The SMO was receiving the request to join messages from the new-SGM-to-be-added:
[Expert@epm-91-s01-01:0]# tcpdump -vnni any -s 0 -A udp port 1135
13:06:58.210605 IP (tos 0x0, ttl 64, id 37360, offset 0, flags [DF], proto UDP (17), length 772)
192.0.2.254.1135 > 192.0.2.255.1135: UDP, length 744
E.....@.@............o.o....{"hostname": "epm-92", "serial-number": "VMware-564ddfb4a3eca500-789acd5812312d8b", "public-key": "trimmed_for_brevity", "request-id": "a20625ea16376ae5aa0784d28e972bdb", "model": "VMware", "version": "R82", "state": "REQUEST_TO_JOIN"}
So what was exl server doing ? There was not much in /var/log/exl_detectiond.log therefore I had a look in /opt/ElasticXL/exl_detection/src/exl_detectiond.py , and enabled debug (brutally, by changing the default='info' in the line parser.add_argument('--log-level', choices=['info', 'debug', 'error', 'warning'], default='debug', help='Set logging level')).
Did a tellpm process:exl_detectiond ; tellpm process:exl_detectiond t to reload.
Now /var/log/exl_detectiond.log confirmed that the request to join was received and even the database was updated, but the sent message was to itself (i. e. to "member-id": 1,"site-id": 1) after querying the database for members.
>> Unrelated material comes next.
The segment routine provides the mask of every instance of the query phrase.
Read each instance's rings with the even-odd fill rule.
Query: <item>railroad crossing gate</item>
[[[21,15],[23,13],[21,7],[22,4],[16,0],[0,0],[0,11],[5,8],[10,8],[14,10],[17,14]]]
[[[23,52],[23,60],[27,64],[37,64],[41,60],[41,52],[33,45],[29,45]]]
So , /usr/libexec/exl_detectiond --purge-db which is simply deleting the keys in redis and restart exl_detectiond (tellpm way) while tailing the log: the autodetection resumed and I was so happy to monitor each and every step of cluster joining in insights (DEBUG flag enabled in Alerts & Events).
Probably this is not the recommended way (if any documented), but I'm using it as an example of how we improved (tremendously if I may say) the relevance of the debug messages and the usability of troubleshooting tools.